Contractors must comply with increasing U.S. and qualifying country content thresholds for manufactured end products—65 percent in 2024 through 2028, and 75 percent starting in 2029.
A discretionary “alternate domestic content” test will allow some contractors to lock in the applicable threshold for a contract’s entire period of performance.
A “fallback threshold” allows agencies to use a 55 percent domestic content threshold until 2030 under certain circumstances.

On February 15, 2024, the Department of Defense (DoD) issued a final rule that amends the Defense Federal Acquisition Regulation Supplement (DFARS) and imposes higher U.S. and qualifying country content requirements for certain DoD procurements. As we discussed at the time of the proposed rule, this represents the U.S. government’s overall push to ensure that products and services it acquires are manufactured domestically. The final rule implements President Biden’s January 28, 2021 Executive Order, “Ensuring the Future Is Made in All of America by All of America’s Workers,” and follows a similar rule amending the applicable Federal Acquisition Regulation (FAR) clauses published on March 7, 2022. The DoD’s final rule is effective as of February 15, 2024—the date of its publication.

Consistent with the final rule amending applicable FAR clauses, the DoD’s final rule increases the U.S. and qualifying country content threshold for manufactured end products to 65 percent for products delivered in 2024 through 2028, and further to 75 percent for products delivered in 2029 and later. While the final rule generally requires contractors to comply with the threshold in effect when the product is delivered, it provides the same “alternate domestic content” (ADC) test that was included in the FAR clauses. The ADC test will allow contractors to “lock in” the threshold applicable at the time of contract award for the duration of the contract, upon approval by the senior procurement executive in consultation with the Office of Management and Budget’s Made in America Office. It must be reiterated, however, that as with the final rule amending the applicable FAR clauses, the ADC test is not a replacement or an alternative test to the component test. Instead, the ADC test provides an avenue for contractors to meet the domestic content threshold in place at the time of contract award.
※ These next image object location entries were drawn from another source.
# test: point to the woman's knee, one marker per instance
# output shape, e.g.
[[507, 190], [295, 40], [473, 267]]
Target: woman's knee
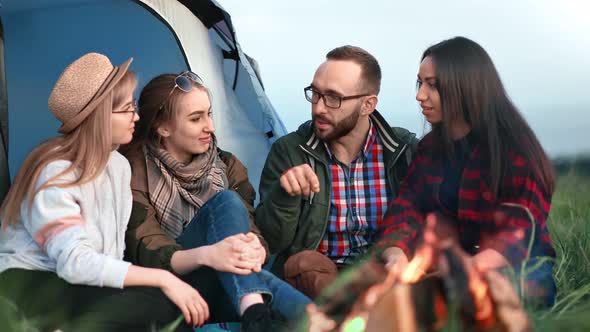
[[227, 199]]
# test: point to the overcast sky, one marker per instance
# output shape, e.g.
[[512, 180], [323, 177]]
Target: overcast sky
[[540, 47]]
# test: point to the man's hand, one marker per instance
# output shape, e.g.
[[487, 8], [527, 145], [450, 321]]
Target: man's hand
[[300, 180]]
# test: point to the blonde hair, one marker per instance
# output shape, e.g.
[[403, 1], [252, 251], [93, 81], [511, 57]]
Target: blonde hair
[[87, 147]]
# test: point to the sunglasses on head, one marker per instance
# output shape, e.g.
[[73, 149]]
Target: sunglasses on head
[[184, 83]]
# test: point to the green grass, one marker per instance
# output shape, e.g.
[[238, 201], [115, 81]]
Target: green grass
[[569, 225]]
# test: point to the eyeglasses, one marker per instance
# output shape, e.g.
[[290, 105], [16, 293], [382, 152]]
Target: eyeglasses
[[130, 108], [330, 100], [183, 82]]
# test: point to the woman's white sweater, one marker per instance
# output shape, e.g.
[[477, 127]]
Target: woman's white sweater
[[77, 232]]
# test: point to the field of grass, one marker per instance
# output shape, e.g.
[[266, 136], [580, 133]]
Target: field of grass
[[569, 224]]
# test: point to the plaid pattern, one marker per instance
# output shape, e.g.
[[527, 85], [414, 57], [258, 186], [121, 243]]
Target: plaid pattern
[[504, 224], [358, 201]]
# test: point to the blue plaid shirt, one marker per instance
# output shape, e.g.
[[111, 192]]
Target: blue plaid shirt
[[358, 201]]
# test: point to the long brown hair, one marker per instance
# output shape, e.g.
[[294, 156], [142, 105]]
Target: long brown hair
[[470, 87], [87, 147], [157, 104]]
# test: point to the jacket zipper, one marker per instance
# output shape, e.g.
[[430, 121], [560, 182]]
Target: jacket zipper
[[312, 155]]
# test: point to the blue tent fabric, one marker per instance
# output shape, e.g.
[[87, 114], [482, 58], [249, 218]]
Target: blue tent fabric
[[42, 37]]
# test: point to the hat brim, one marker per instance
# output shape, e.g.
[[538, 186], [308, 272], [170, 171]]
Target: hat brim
[[114, 77]]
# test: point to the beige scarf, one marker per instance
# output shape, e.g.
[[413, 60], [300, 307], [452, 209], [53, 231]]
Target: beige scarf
[[178, 191]]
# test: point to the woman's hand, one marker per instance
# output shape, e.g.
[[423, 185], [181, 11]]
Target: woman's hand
[[232, 255], [193, 307]]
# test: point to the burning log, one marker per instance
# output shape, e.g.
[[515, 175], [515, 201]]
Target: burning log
[[421, 298]]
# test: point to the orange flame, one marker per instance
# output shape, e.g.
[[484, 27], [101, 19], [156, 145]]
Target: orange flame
[[417, 267], [484, 308]]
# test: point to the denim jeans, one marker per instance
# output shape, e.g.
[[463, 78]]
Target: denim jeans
[[225, 215]]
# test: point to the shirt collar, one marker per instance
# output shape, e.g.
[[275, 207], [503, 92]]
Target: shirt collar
[[369, 141]]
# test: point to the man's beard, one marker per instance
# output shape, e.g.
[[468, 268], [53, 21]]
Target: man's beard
[[340, 129]]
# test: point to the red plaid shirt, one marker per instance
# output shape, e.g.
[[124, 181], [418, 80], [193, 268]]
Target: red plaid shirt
[[505, 223], [358, 201]]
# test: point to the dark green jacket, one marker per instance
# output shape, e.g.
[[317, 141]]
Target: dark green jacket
[[291, 224]]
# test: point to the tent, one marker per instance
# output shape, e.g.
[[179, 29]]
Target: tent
[[39, 38]]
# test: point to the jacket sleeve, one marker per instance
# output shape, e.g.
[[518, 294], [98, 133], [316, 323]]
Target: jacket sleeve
[[237, 175], [277, 214], [146, 243], [403, 220], [520, 219]]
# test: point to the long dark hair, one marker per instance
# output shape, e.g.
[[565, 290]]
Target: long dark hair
[[470, 88]]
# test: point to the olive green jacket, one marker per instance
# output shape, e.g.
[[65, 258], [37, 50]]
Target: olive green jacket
[[292, 224], [146, 243]]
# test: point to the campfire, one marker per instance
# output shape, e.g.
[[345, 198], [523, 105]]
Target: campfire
[[439, 288]]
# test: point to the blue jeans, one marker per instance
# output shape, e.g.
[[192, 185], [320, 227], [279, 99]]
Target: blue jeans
[[225, 215]]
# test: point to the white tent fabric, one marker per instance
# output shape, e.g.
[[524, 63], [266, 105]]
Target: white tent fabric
[[235, 131]]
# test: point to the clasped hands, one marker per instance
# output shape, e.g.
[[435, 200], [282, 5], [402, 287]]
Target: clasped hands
[[240, 254]]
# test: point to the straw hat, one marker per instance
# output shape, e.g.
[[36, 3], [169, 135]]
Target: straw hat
[[81, 87]]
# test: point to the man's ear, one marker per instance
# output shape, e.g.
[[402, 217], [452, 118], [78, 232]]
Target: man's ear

The final rule also allows for the use of a “fallback threshold” of 55 percent until January 1, 2030, where products meeting a higher threshold are unavailable or the cost to acquire them would be unreasonable.

Finally, the final rule provides for the use of enhanced price preferences for products deemed to be “critical items” or made up of “critical components.” Consistent with the final FAR rule, however, the DoD’s final rule states that the framework for the enhanced price preference will be set forth in another rulemaking under the currently pending FAR Case 2022–004.

DoD contractors at all tiers should assess these changes to ensure their products and supply chains comply with the new rules.